На ряду с „Историей“ кн. Мышецкого использовал Гоголь при переработке „Тараса Бульбы“ еще два сборника украинских песен — М. Максимовича[17] („Украинские народные песни, изданные Михаилом Максимовичем“. Часть первая, М., 1834) и Пл. Лукашевича („Малороссийские и червонорусские народные думы и песни“, СПб., 1836), в особенности последний, откуда, например, заимствован весь вставной эпизод с историею Мосия Шила, попавшего в турецкий плен, обусурманившегося и затем освободившего всех казаков-невольников и с ними вместе вернувшегося обратно на родину (Дума про Самійла Кішку). Гоголь довольно близко следует думе и в описании самого Шила (в думе — Кішка), который
Потурчився, побусурманився
Для панства великого
Для лакомства нещасного… (15–16), и в развитии сюжета. Новым, по сравнению с думой, явилась в передаче Гоголя дальнейшая судьба Шила — по возвращении его на Сечь (в думе Кішка погибает в бою) и позднейшая его смерть в бою под Дубном.

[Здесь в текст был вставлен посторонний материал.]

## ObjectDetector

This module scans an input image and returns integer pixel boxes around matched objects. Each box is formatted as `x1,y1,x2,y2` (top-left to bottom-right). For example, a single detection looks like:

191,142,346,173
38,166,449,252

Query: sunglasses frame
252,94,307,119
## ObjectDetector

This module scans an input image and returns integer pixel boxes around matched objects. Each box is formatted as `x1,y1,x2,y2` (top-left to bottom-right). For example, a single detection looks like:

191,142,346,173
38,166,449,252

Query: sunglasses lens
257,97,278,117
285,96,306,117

Другая дума сборника Лукашевича — про Ивася Коновченка — послужила Гоголю источником нескольких деталей второй редакции повести. Повидимому, отсюда заимствован клич есаулов на рынках и площадях: „Эй, вы, пивники, броварники! полно вам пиво варить, да валяться по запечьям, да кормить своим жирным телом мух“ и т. д. (39). В думе Корсунский полковник „кликне-покликне“:
„Ви грубники, ви лазники,
Ви броварники, ви винники:
Годі вам у винницях горілок курити
По броварнях пив варити,
По лазнях лазен топити,
По грубам валятися. —
Товстим видом мух годувати,
Сажі витирати;
Ходімте за нами на долину Черкень погуляти!“ (37)[18]
Пример более сложного использования Гоголем песенного материала дает лирическое отступление о старой матери, ищущей среди прохожих „одного, милейшего всех“ (137). В той же думе про Ивася Коновченка упоминается о матери Ивася — вдове, которая
На базар выхожала, и которая в надежде встретить сына бежит навстречу войску.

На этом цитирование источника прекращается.